Compound 3u was synthesized using thioamide 1b and diazo compound 2b following the general procedure. Purification by flash column chromatography (10% ethyl acetate in petroleum ether to 40% ethyl acetate in petroleum ether) gave pure 3u as viscous colorless oil (inseparable mixture of two diastereomers, E/Z 5:1, 78.0 mg, 0.188 mmol, 94%).
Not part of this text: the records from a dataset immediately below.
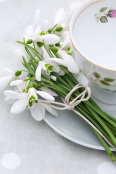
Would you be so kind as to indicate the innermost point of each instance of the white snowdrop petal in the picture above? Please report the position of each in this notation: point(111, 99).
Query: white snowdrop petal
point(38, 111)
point(9, 101)
point(37, 38)
point(36, 19)
point(106, 168)
point(38, 73)
point(44, 53)
point(16, 82)
point(57, 60)
point(19, 106)
point(14, 94)
point(66, 42)
point(45, 95)
point(29, 30)
point(70, 62)
point(74, 5)
point(27, 37)
point(37, 31)
point(61, 73)
point(59, 17)
point(53, 78)
point(56, 67)
point(18, 54)
point(51, 110)
point(45, 89)
point(45, 25)
point(5, 72)
point(4, 81)
point(32, 92)
point(50, 38)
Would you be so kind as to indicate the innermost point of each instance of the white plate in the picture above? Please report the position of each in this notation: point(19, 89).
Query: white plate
point(68, 124)
point(72, 127)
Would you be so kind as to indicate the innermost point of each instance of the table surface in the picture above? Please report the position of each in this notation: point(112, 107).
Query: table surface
point(27, 146)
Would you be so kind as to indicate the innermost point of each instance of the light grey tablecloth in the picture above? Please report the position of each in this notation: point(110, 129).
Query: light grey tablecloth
point(27, 146)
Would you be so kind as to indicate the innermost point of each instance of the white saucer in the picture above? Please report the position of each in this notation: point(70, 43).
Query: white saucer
point(72, 127)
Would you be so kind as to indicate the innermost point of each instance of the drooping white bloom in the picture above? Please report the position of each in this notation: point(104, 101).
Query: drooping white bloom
point(19, 54)
point(6, 75)
point(34, 29)
point(67, 43)
point(69, 61)
point(59, 16)
point(48, 66)
point(20, 84)
point(30, 100)
point(48, 38)
point(45, 89)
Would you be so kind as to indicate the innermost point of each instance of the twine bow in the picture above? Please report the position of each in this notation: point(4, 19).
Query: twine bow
point(70, 105)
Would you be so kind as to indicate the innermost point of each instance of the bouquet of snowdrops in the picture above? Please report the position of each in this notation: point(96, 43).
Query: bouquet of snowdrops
point(50, 67)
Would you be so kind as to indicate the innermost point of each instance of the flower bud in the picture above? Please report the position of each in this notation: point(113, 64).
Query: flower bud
point(39, 44)
point(57, 44)
point(59, 28)
point(54, 49)
point(18, 73)
point(31, 84)
point(29, 41)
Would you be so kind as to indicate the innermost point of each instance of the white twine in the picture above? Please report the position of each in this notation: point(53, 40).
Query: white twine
point(71, 105)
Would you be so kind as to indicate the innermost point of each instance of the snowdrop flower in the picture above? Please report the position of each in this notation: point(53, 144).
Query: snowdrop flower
point(48, 38)
point(19, 54)
point(6, 75)
point(48, 66)
point(34, 29)
point(67, 44)
point(20, 84)
point(69, 61)
point(59, 17)
point(30, 100)
point(45, 89)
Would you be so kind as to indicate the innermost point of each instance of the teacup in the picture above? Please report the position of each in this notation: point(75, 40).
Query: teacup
point(93, 34)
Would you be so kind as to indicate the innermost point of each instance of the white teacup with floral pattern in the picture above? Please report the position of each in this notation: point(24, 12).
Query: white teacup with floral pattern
point(93, 34)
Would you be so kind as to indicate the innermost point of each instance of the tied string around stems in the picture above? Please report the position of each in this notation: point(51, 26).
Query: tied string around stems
point(70, 105)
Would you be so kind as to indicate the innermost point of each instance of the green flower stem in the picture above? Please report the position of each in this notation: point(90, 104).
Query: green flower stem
point(91, 100)
point(111, 127)
point(52, 29)
point(98, 119)
point(89, 117)
point(32, 50)
point(105, 146)
point(104, 125)
point(103, 121)
point(47, 50)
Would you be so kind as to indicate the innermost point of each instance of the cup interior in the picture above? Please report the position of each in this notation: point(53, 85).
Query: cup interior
point(93, 32)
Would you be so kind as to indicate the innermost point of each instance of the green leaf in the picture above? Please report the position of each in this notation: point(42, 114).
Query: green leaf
point(42, 33)
point(59, 28)
point(105, 83)
point(96, 75)
point(18, 73)
point(108, 79)
point(103, 9)
point(103, 19)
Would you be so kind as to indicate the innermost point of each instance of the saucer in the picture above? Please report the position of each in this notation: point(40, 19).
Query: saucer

Rf = 0.56 (30% EtOAc in petroleum ether); IR (neat) νmax/cm–1: 2980, 1737, 1696, 1614, 1445, 1368, 1344, 1192, 1052, 1036; 1H NMR (400 MHz, CDCl3): δ 7.42 (d, J = 7.6 Hz, 2H), 7.31–7.28 (m, 2H), 7.24 (t, J = 6.8, 2H, minor), 7.17 (t, J = 7.4 Hz, 1H), 6.03–5.86 (m, 1H), 5.32–5.27 (m, 1H) (minor), 5.29–5.25 (m, 1H) (major), 5.21–5.16 (m, 1H), 4.71–4.51 (m, 3H), 4.33–4.20 (m, 2H), 3.16–3.09 (m, 1H, major), 3.04–2.95 (m, 1H, major), 2.71–2.63 (m, 1H, minor), 2.42 (dddd, J = 4.8, 8.8, 8.8, 12.4 Hz, 1H), 2.29–2.19 (m, 1H, minor), 2.03–1.89 (m, 1H), 1.46 (s, 9H, minor), 1.37–1.30 (m, 3H), 1.10 (s, 9H, major); 13C NMR (100 MHz, CDCl3): δ 172.4 (major), 172.0 (minor), 168.5 (major), 168.0 (minor), 150.5 (major), 149.7 (minor), 137.9 (major), 137.8 (minor), 132.7 (minor), 132.3 (major), 129.7 (minor), 129.4 (major), 127.9 (minor), 127.8 (major), 126.9 (minor), 126.4 (major), 117.7 (major), 117.4 (minor), 116.4 (major), 116.0 (minor), 82.0 (minor), 81.9 (major), 65.2 (minor), 65.1 (major), 62.0 (minor), 61.7 (major), 61.21 (major), 61.17 (minor), 31.8 (major), 30.4 (minor), 27.9 (minor), 27.4 (major), 26.6 (minor), 26.0 (major), 14.2; HRMS (ESI+) m/z: (M + H)+ calcd for C2H33N0O6, 416.2068; measured, 416.2069.

Synthesis of 4

1-Phenyl-3-oxabicyclo[3.1.0]hexan-2-one (4)[56]

Compound 4 was synthesized using diazo compound 2b following the general procedure. The 1H NMR of the compound matched the literature reports (23% conversion with respect to 2b).[56]